Algumas pessoas vão sempre agarrar-se ao kir, e está tudo bem. As tradições confortam quando o calendário vira e o ano que vem parece grande e incerto. Ainda assim, há algo discretamente poderoso em mudar o ritual o suficiente para sentir avanço. O 75 Francês não grita reinvenção. Sussurra: “Vamos fazer isto um pouco melhor, desta vez.” Partilhado à volta de uma mesa cheia, com casacos em cima da cama e gente de meias no sofá, esse pequeno upgrade pode soar a promessa feita em segredo a si mesmo.
| Ponto-chave | Detalhes | Porque é importante para quem lê |
|---|---|---|
| Receita-base ideal de 75 Francês | Misture 30 ml de gin, 15 ml de sumo de limão fresco e 15 ml de xarope simples; agite com gelo, coe para uma flute gelada e complete com 60–90 ml de espumante seco. | Dá-lhe uma fórmula fiável e repetível, com sabor de bar, sem exigir técnica profissional. |
| Melhores escolhas com um orçamento realista | Opte por um gin seco de gama média (Beefeater, Tanqueray, Plymouth) e combine com Crémant, Cava ou Prosecco seco, em vez de Champanhe caro. | Permite servir um cocktail com ar glamoroso a muita gente sem rebentar o orçamento de Ano Novo. |
| Preparação em quantidade para festas maiores | Pré-misture gin, limão e xarope numa proporção de 1:0,5:0,5, arrefeça no frigorífico e sirva 45 ml dessa mistura por flute, completando com espumante bem frio quando for preciso. | Evita que passe a noite preso na cozinha a agitar cocktails enquanto os outros fazem a contagem decrescente. |
Perguntas frequentes
- Posso usar um espumante barato em vez de Champanhe?

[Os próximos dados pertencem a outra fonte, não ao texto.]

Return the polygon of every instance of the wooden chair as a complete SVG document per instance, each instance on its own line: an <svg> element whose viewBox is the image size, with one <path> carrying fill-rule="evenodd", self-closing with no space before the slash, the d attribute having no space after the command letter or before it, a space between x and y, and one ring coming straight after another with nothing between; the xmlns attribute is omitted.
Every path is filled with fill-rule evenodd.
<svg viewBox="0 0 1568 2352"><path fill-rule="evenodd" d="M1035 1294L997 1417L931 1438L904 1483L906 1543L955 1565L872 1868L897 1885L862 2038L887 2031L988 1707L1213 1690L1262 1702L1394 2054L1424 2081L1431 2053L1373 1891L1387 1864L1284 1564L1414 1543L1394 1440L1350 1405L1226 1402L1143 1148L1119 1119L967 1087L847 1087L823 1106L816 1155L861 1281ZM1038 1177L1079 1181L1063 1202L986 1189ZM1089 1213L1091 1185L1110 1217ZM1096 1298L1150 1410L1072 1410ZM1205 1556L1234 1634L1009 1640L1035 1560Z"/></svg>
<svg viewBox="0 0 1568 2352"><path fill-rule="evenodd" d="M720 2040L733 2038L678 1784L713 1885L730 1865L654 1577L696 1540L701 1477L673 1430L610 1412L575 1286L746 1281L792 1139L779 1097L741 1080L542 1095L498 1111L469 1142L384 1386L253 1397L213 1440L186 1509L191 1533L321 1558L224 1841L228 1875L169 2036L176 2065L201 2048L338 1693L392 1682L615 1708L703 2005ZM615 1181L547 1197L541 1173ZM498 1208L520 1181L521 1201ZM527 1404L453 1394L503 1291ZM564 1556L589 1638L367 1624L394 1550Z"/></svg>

Sim. Um Crémant, uma Cava ou um Prosecco seco funcionam muito bem, desde que não sejam “doce” nem “meio-seco”. O gin, o limão e o açúcar fazem a maior parte do trabalho de sabor; as bolhas só precisam de estar secas e bem frias.- E se alguns convidados não gostarem de gin?
Substitua por conhaque ou um brandy suave para uma variação mais redonda e profunda do 75 Francês. Para quem não bebe álcool, misture limão e xarope com uma alternativa sem álcool ao gin e complete com espumante sem álcool.- Com quanta antecedência posso preparar a mistura?
Pode juntar gin e xarope até três dias antes e manter no frigorífico. Acrescente o sumo de limão no próprio dia, idealmente algumas horas antes de servir, para preservar o brilho do sabor.- Preciso mesmo de coqueteleira?
Não. Um frasco limpo com uma tampa eficaz e alguns cubos de gelo chega. Agite cerca de 10 segundos, coe com um passador pequeno - ou até com uma colher perfurada - e fica perfeito para uma festa em casa.- Quão forte é um 75 Francês comparado com um copo de Champanhe?
É mais forte do que um copo simples de espumante por causa do gin, mas costuma ser servido com doses menores de cada componente. A maioria das pessoas sente-o como “um cocktail a sério”, não como um derruba-festas.